Elle n’emporta rien. Malgré la richesse de Harry, héritée de ses parents et de Sirius, ils avaient mené une vie simple qui leur convenait à tous les deux. Ginny avait peu de possessions, rien d’important à ses yeux. Elle ne voulait pas de souvenirs, de photos. Elle voulait juste une nouvelle vie et tout oublier.
Elle avait de l’argent, puisque son salaire durant la période où elle avait joué pour les Harpies dormait sur un compte. Ils n’y avaient jamais touché, pensant le mettre de côté pour un jour s’offrir une maison pour leurs vieux jours, et la jeune femme comptait bien refaire sa vie avec.

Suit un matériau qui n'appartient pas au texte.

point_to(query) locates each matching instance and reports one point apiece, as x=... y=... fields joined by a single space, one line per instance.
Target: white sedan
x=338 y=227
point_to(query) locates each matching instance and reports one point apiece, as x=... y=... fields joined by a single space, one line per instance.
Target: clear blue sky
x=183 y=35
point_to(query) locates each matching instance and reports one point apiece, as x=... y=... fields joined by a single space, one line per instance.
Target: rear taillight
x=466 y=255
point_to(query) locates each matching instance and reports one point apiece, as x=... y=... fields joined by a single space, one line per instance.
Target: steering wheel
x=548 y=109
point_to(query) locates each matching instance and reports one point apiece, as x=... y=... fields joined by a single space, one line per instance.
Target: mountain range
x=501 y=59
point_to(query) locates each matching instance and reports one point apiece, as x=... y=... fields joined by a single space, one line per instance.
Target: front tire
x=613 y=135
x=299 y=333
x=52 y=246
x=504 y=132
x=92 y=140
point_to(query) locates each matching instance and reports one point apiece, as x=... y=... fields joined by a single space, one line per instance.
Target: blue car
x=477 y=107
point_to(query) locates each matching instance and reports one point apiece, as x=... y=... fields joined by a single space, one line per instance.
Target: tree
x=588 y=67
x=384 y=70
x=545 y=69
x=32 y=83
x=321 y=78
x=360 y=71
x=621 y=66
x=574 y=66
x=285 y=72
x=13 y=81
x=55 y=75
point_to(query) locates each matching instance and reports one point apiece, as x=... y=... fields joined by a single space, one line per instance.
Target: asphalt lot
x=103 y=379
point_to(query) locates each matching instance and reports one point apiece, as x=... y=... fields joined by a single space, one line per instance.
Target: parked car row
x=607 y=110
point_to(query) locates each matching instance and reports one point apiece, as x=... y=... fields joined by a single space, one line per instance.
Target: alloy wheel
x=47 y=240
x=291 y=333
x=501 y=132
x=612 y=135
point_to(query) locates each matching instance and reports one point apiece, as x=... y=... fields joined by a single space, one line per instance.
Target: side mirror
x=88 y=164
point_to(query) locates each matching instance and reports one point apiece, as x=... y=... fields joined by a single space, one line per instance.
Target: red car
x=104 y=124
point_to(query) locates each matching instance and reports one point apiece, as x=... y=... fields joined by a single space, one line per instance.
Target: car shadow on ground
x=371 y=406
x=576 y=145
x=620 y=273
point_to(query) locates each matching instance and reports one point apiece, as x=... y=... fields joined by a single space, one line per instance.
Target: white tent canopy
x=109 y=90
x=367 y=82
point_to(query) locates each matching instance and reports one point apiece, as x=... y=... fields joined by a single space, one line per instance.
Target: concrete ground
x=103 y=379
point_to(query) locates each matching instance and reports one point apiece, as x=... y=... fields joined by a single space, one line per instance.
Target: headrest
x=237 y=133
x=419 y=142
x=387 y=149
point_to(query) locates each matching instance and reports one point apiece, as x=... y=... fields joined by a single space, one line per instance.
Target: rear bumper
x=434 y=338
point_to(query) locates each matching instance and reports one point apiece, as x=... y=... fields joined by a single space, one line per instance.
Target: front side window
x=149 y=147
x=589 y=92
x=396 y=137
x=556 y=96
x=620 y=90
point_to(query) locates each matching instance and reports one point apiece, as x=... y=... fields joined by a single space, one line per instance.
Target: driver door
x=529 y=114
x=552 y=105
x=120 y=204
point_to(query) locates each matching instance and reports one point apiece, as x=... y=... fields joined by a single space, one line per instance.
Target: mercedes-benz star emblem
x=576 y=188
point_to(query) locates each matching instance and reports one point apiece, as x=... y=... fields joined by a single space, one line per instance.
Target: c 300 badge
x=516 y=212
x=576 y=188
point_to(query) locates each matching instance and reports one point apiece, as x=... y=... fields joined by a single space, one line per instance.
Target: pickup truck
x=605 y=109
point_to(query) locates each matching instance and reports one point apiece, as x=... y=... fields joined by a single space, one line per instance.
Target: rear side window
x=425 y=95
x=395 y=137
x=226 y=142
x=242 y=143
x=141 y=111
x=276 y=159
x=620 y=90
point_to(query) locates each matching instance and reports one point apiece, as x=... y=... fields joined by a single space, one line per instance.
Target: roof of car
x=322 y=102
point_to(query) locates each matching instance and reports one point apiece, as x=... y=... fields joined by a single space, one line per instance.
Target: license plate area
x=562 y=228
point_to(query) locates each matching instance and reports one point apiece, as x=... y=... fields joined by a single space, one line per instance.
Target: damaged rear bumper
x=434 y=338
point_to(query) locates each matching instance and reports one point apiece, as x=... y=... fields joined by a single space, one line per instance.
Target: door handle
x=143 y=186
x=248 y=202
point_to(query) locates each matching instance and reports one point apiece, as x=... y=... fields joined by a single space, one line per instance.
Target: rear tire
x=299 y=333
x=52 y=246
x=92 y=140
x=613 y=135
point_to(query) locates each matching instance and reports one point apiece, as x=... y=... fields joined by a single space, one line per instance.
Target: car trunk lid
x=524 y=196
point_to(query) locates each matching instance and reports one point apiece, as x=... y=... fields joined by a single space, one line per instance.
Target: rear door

Elle quitta la maison, sans un regard en arrière et sans un regret. Son talent de poursuiveuse avait été repéré lorsqu’elle était en activité par une équipe japonaise et elle les avait contactés en espérant qu’ils soient toujours intéressés.
Ils l’étaient.
Alors qu’elle quittait son ancienne vie, Ginny se demanda si Harry la rechercherait. Puis elle décida que ça n’avait pas d’importance. Elle avait signé une demande de divorce, que Harry recevrait rapidement. Il pourrait reprendre lui aussi sa vie, librement, et peut-être enfin sortir de cette dépression qui l’avait transformé en zombie.
Même si ses rêves étaient brisés, Ginny l’aimait encore assez pour lui souhaiter le bonheur, quoi qu’il puisse arriver.
*
Harry accepta la disparition de Ginny sans émotion visible. Elle était partie, mais ça ne changeait pas vraiment sa vie. Depuis sa seconde grossesse, elle était… absente. C’était lui qui s’occupait des enfants, de la maison. Ils parlaient à peine, partageant l’espace comme deux étrangers.
Il haussa simplement les épaules, en décidant qu’elle devait avoir une excellente raison et qu’il ne pouvait pas lui en vouloir. Il était sincère, il ne lui en voulait pas le moins du monde.
Ron fut furieux, hurlant et tempêtant après sa sœur. Il voulait qu’elle soit retrouvée et ramenée, contrairement à Harry. Il passait son temps chez Harry, le poussant à réagir, à aller récupérer sa femme, voulant lui-même envoyer les Aurors à ses trousses. Harry sortit momentanément de son apathie, par la force des choses, et les deux amis se disputèrent violemment. Hermione tenta d’apaiser les choses, effarée, mais elle dut se rendre à l’évidence : il n’y aurait que le temps qui pourrait calmer les choses.
Molly pleura beaucoup, hurla également, avant de s’effondrer. Mal à l’aise, Harry la rassura comme il le pouvait, en lui répétant que tout irait bien sans savoir quoi dire de plus.
Puisqu’il était désormais père célibataire, il fut affecté à un poste de bureau. Ce n’était pas un problème pour lui, il n’avait jamais aimé être Auror.
Au début, ses collègues n’osaient pas parler ou rire en sa présence, gênés. Ils ne savaient pas comment aborder le jeune homme, persuadés qu’il était dévasté.
Or, son comportement resta le même, comme si rien n’avait changé. Alors, la routine reprit ses droits, petit à petit. Le départ de Ginny devint un fait divers, abondamment commenté dans la Gazette puis rapidement oublié.